Davalı vekili, dava konusu taşınmazın sözleşme konusu olmadığını, satım sözleşmesinin konusu olsaydı sözleşme tarihinden itibaren davacının dava konusu taşınmazı kullanması gerekeceğini, sözleşme konusu olan yerin 50 metrelik su deposunun olduğu yer olduğunu belirtmiştir.
Mahkemece yapılan yargılama sonunda; davanın kabulüne, ... ili ... ilçesi Dere (...) Mahallesi ... Yakası mevkii 752 ada 2 parsel sayılı taşınmazın kadastro tespitinin iptali ile ... adına tapuya kayıt ve tesciline karar verilmiş, hükmün davalı vekili tarafından istinaf edilmesi üzerine ... Bölge Adliye Mahkemesi 8. Hukuk Dairesince, istinaf başvurusunun kabulü ile ilk derece mahkemesi kararının kaldırılmasına ve davanın reddine karar verilmiş, davacı vekilince Bölge Adliye Mahkemesi kararının temyiz edilmesi üzerine ek kararla temyiz dilekçesinin reddine karar verilmiş ve ... bu ek karar, davacı vekili tarafından temyiz edilmiştir.

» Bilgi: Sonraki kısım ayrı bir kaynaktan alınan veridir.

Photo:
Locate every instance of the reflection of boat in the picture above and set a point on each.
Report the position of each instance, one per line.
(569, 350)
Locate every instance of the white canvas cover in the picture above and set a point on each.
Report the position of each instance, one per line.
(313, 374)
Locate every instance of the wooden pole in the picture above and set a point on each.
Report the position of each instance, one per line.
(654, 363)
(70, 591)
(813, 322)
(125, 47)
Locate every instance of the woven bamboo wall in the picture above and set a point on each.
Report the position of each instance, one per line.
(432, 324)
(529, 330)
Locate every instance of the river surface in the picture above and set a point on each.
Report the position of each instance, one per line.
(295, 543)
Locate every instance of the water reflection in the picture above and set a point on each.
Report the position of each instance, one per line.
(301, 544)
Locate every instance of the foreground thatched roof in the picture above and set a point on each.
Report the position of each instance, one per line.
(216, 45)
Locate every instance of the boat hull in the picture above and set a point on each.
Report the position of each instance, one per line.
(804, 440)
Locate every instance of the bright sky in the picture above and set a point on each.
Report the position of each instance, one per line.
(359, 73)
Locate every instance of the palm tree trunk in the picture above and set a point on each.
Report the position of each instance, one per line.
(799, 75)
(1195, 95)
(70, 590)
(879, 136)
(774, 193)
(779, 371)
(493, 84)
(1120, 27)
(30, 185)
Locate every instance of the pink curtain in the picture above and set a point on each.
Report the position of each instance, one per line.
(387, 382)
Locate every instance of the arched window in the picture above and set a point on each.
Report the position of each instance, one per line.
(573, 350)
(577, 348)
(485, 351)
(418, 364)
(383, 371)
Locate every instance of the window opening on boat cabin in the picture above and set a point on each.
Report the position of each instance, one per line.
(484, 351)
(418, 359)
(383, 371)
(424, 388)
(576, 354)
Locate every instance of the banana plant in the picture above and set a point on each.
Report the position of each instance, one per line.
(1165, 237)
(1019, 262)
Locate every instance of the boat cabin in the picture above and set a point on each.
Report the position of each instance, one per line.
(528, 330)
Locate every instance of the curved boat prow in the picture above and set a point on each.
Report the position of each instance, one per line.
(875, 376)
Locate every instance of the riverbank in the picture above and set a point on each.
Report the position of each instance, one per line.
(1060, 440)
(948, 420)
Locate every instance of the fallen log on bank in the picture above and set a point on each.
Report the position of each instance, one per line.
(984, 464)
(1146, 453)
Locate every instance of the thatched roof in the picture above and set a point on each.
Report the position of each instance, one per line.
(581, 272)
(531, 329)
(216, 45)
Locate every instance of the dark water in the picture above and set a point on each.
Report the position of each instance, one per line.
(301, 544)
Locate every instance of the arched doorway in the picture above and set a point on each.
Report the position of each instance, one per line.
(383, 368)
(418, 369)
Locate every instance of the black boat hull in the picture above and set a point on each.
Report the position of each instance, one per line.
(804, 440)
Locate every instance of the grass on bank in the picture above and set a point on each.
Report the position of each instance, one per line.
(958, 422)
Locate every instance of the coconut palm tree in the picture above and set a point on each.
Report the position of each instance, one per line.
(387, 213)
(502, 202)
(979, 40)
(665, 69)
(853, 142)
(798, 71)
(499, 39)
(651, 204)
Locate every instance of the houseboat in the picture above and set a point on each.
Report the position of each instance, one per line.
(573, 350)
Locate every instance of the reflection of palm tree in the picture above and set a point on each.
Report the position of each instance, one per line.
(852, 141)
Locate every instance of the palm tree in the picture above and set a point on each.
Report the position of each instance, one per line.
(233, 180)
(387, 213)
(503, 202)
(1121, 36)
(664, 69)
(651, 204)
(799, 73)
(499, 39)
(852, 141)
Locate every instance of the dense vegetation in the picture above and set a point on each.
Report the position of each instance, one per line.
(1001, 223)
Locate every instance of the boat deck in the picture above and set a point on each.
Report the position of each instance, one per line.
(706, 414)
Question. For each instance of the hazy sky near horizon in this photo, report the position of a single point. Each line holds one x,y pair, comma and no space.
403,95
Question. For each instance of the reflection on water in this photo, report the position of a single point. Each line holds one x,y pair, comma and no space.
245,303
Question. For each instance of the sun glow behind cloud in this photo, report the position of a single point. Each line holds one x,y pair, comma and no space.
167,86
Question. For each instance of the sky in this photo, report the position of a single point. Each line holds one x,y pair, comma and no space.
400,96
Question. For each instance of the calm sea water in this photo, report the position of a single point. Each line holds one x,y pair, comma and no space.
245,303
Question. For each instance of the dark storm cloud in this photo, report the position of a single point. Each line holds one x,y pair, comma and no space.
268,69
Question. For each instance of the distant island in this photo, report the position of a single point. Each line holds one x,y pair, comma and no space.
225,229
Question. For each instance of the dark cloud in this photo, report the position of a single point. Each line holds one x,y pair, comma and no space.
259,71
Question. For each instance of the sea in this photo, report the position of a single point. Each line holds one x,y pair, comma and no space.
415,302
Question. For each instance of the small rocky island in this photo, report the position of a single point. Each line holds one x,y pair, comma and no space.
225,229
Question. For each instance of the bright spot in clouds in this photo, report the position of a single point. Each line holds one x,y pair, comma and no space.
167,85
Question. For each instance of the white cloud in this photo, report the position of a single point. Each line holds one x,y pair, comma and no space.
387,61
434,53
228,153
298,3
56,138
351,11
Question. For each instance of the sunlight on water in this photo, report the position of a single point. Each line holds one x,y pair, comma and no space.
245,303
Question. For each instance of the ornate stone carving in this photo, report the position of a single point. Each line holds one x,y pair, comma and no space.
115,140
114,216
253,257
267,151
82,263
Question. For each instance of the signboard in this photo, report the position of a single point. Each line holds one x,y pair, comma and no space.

1. Anayasa'nın 36. maddesinin 1. fıkrası uyarınca herkes, meşru vasıta ve yollardan faydalanmak suretiyle yargı mercileri önünde davacı ve davalı olarak iddia ve savunma ile adil yargılanma hakkına sahiptir. Mahkemeye erişim hakkı, Anayasa’nın 36. maddesinde güvence altına alınan hak arama özgürlüğünün bir unsurudur. Avrupa İnsan Hakları Sözleşmesi’nin 6. maddesinde de herkesin kişisel hak ve yükümlülükleriyle ilgili her türlü iddiasını mahkeme önüne getirme hakkı güvence altına alınmıştır. Buna göre, mahkeme kararlarına karşı kanun yolu başvurusunda bulunma hakkı, adil yargılanma hakkı kapsamındadır.
28.07.2020 tarihli Resmi Gazete’de yayımlanarak yürürlüğe giren 22.07.2020 tarihli ve 7251 sayılı Kanun’un 53.maddesi ile 3402 sayılı Kanun’a eklenen Ek 6. maddesi ile "Kadastro Mahkemesinin veya otuz günlük askı ilan süresinden sonra, kadastro öncesi nedene dayalı olarak açılan davalarda genel mahkemelerin verdiği kararlar ile orman kadastrosuna ilişkin davalarda bu mahkemelerce verilen kararlara karşı, miktar ve değere bakılmaksızın 12.1.2011 tarihli ve 6100 sayılı Hukuk Muhakemeleri Kanunu hükümlerine göre istinaf veya temyiz kanun yoluna başvurulabilir." hükmü getirilmiştir. Hükmün gerekçesinde belirtildiği üzere, bu madde ile söz konusu davaların miktar veya değerine göre istinaf veya temyiz yoluna tabi olup olmadığıyla ilgili uygulamada oluşan tereddütlerin giderilmesi amaçlanmıştır.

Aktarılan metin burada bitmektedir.